Thursday, December 15, 2011

French Dream

Before the imagination runs away into the cesspool of one's mind, I would like to point out that the title of this post isn't as filthy as you might have wanted.

It's just an update of where I am aiming to be in a year's time. Not here but there.

France.

I've seen the light. I've seen the fresh produce.

I've smelt the air from the mountains.

I have to get there with my family and am on a mission.

I'm selling things on Ebay. I have far too much stuff.

I've set up a fund pot that anyone can donate (no matter how small) to help the cause and be part of the story as part of the process. (There's a link on the right of this page, or at the top).

Miss Germany is also coming over for a week in the beginning of January which should be fun. However, I have done something really bad with my back and I don't know how I did it.

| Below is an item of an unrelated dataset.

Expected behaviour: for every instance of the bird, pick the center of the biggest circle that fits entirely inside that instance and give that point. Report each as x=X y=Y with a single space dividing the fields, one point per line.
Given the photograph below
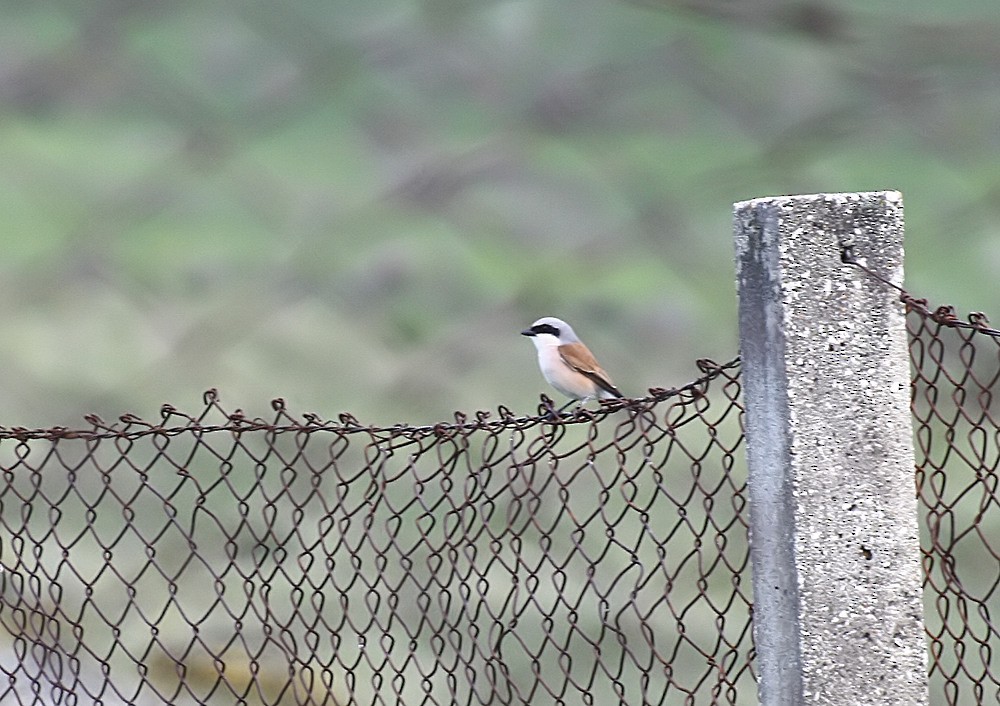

I am now walking around like Notre Dame.

Very unsexy:-(

Wednesday, June 15, 2011

Men pretending to be lesbians. Why?

Is it just me who just doesn't get it? Don't men have enough to be getting on with, like running the world? Starting fights with anyone and everyone? Yet still. There is always one isn't there?
Unfortunately this is just the start of a string of such stories.

I am just waiting to hear a justifiable reason for this despicable behaviour that isn't just another variation of 'sorry'.

Not good enough men.

Tuesday, June 14, 2011

Sitting next to Beeny:-)

I have a spark for Sarah Beeny, as mentioned previously in this blog and needed a refresher fix..Hot hot hot. I could truly sort this woman out!Damn!

I do, unfortunately, have a colleague that I sit next to that is the uncanny likeness of her. Some moments I am in heaven talking to her, only because I am reminded of Sarah, not because I fancy my colleague. Honest.

Monday, June 13, 2011

Why bisexual women need to come out

I've been thinking about this for a while. Didn't have an epiphany or anything. More an irritation that is growing more and more on a daily basis.

Being a bi girl really isn't something that I have chosen, although if I had to choose it would be my status every time. Baggage and all.

'Gay' girls who have slept with a man/men are absolutely not gay in my book (and this includes Miss Germany, who fervently states this).

If there needs to be a label then it's clear that it should be bi. Isn't it?

Bisexuals exist whether the gay or the heterosexual community beg to differ.

Let them all beg I say.

The more bisexuals come out from the cover of two point four kids and an opposite sex partner and the blanket of a lesbian kiss, the stronger we all will be.

Power is in numbers...and I will eat cake.

A Hoax: Amina apology to readers

A Hoax: Apology to readers: "Statement Regarding the Gay Girl in Damascus Blog Tom MacMaster Istanbul, June 13, 2011 I am the sole author of this blog and have al..."

Monday, May 02, 2011

Miss Germany Is coming OMG

This is a bit bizarre for me.

The fact that Miss Germany is coming for three days at the end of May.

The idea that I would love to have rampant (and I really do mean rampant) sex with her for 95% of the time (come on a girl's gotta eat) but for the little problem of a house full of kids.

Including a baby in the bedroom.

I am attempting to visualise withheld moans of delight and cries of pleasure whilst a teenager is underneath the bedroom and a baby within.

Freaking me out a bit.

I am now having to plan my sexual encounters with Miss Germany meticulously...like a German;-)

Any ideas would be welcome...

Sunday, April 24, 2011

Did I say no link? Really?

http://cookup.blogspot.com/2004/08/women-are-like-buses-arent-they.html


Actually I cough.

Cough again.

There really is a link to all this.

Midnight musings Part 1(Miss Germany Revisited)

There is no link. Blogger asked me that.

Apart from the link between Miss Germany and myself. The connection is huge. For those who don't know about Miss Germany, read the blog from the beginning, and also as a recap, if you can't be bothered to do that, she is my long time love from way back now - yet we cannot be together.

Life paths and all that.

The great thing is that she is coming to my house. Across sea and stuff.

She asked if He-who-cannot-be-named was going to be there but I told her no.

I am so excited but nervous at the same time.

I want to sleep with her. Obviously. The sex is great. The togetherness is wonderful. The 'we' and 'us' is sublime.

But the bloody kids. What do I do with them then?